Data Warehouse deployment architecture to support connections from anywhere
Public Routing - Overview
This the most basic architecture that we recommend to be used with Amazon Redshift, where connections are routed into Amazon Virtual Private Cloud (VPC) via routing to public IP addresses. Use this architecture when you want a simple environment for connecting end users without setting up DirectConnect*.
Walkthrough of the Architecture
- In this architecture, we deploy Redshift to VPC, as will be the case for all our other architectures. Redshift is created in a public VPC Subnet in the AZ of your choice
- In order to create the cluster, we must configure a Cluster Subnet Group, which identifies the list of subnets where we want to run the cluster. It is a best practice to create cluster Subnet Groups that span Availability Zones (AZ). In the extremely unlikely case that an AZ goes offline, having your Cluster Subnet Group span AZ’s will make it very easy to replace the cluster in another AZ with the same security architecture and routing rules. This diagram shows just 2 AZ’s, but you can extend across as many AZ’s as you wish to use in a Region. Your VPC has an Internet Gateway attached, and connections for your Routing table send all 0.0.0.0/0 traffic to the Internet Gateway
- The Redshift Security Group is configured to allow connections only from itself, as well as any CIDR blocks you would like to configure for your office locations, where direct database connections are used
- Connections to your environment can be made by your end users using Amazon Workspaces, a powerful Virtual Desktop Interface (VDI) in the Cloud. This gives you the ability to present all of your third party reporting tools via a managed applicaiton environment. You may also offer Bastion Hosts or Remote Desktop based Instances using EC2 in order to administer your environment.
Proxy Routing - Overview
This the most basic architecture that we recommend to be used with Amazon Redshift, where connections are routed into Amazon Virtual Private Cloud (VPC) via routing to public IP addresses. Use this architecture when you want a simple environment for connecting end users without setting up DirectConnect.
Walkthrough of the Architecture
- In this architecture, rather than deploying to public subnets, we recommend that Redshift be run in private subnets, which gives you the maximum security and control over how connections are made to the Cluster.
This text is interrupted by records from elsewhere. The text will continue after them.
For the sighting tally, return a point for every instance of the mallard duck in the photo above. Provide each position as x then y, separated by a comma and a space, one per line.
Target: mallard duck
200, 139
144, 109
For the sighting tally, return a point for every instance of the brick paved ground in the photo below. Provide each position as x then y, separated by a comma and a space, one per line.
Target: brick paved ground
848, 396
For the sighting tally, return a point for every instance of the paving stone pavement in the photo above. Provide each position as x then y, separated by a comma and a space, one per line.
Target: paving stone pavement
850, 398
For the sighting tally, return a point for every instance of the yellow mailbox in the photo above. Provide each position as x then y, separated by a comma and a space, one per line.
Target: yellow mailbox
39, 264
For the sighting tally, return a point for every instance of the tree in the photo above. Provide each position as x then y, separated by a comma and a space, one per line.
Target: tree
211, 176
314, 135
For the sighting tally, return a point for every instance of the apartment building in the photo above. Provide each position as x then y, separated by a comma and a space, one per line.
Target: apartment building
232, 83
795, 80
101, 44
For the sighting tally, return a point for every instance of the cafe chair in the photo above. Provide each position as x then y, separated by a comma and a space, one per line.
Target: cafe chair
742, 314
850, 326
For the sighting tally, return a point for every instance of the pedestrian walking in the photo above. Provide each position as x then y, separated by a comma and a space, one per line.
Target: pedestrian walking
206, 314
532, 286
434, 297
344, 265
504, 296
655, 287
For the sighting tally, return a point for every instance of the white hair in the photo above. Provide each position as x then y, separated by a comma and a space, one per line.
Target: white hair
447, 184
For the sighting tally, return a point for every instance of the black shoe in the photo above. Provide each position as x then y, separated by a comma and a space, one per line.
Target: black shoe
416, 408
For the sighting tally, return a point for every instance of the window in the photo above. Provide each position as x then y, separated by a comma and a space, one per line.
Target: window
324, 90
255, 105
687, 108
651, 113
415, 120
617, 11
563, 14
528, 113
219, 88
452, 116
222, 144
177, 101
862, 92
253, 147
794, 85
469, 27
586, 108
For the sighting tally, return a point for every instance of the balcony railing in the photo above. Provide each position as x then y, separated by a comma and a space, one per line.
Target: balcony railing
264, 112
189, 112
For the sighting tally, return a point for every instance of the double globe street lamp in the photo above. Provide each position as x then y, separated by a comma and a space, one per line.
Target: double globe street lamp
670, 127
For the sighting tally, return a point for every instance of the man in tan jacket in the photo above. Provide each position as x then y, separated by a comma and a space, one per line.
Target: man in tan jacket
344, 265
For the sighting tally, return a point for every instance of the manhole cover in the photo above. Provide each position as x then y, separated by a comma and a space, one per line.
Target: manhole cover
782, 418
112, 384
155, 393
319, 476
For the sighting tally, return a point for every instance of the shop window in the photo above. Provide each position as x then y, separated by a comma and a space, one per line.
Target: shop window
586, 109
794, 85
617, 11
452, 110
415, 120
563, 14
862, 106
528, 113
- In this architeture, our Cluster Subnet group spans only the private subnets in our VPC
- For this architecture, you’ll create a more advanced VPC Routing Table that will allow connections to resources in Public Subnets from the Internet Gateway, but only allow connections to the Private Subnets from Public Subnets.
- As with the previous architecture, connections by end users can be made via Amazon Workspaces, or Bastion hosts. In this architectre, direct external connections to the Redshift cluster must be tunneled via SSH, which provides an extra level of security and authentication for connections from outside the VPC. Most advanced query tools support SSH tunnels.
- Web connections made from your end users will terminate on an Application Load Balancer (ALB) which is presented in a Public Subnet. This allows your third-party reporting servers (such as Tableau or Looker) to be deployed into Private Subnets, and increases the control you have over where connections originate and how they are handled. In some cases, the third-party software vendor may not support ALB, in which case you can use a Classic Load Balancer (ELB) instead.
- Your Redshift Cluster, Reporting Server, Workspaces, Bastion/RDP Hosts and ALB can all share a VPC Security Group, which is a software filewall that allows connections only from members of the group, and on only the ports that you configure.
- When Redshift connects to Amazon S3, it will route out of your VPC via an Internet Gateway, where it will then hit the S3 endpoint for the specified region.
Please NOTE that with the public routing architecture, you will assign your Redshift cluster a public IP address. It is important to use Redshift’s security features to ensure that only authorised users access the cluster. You should:
- Use VPC and/or EC2 Security Groups to only authorised expected CIDR blocks to create inbound connections, and only using the configured Redshift port (default 5439)
- Configure encryption in transit using SSL only client connections
- Consider configuring non-VPC based connections to use the Redshift-IAM SSO authentication feature, where authorisation to Redshift is performed via your Corporate Identity Provider (such as Microsoft Active Directory or LDAP) and only temporary access credentials are granted to end users.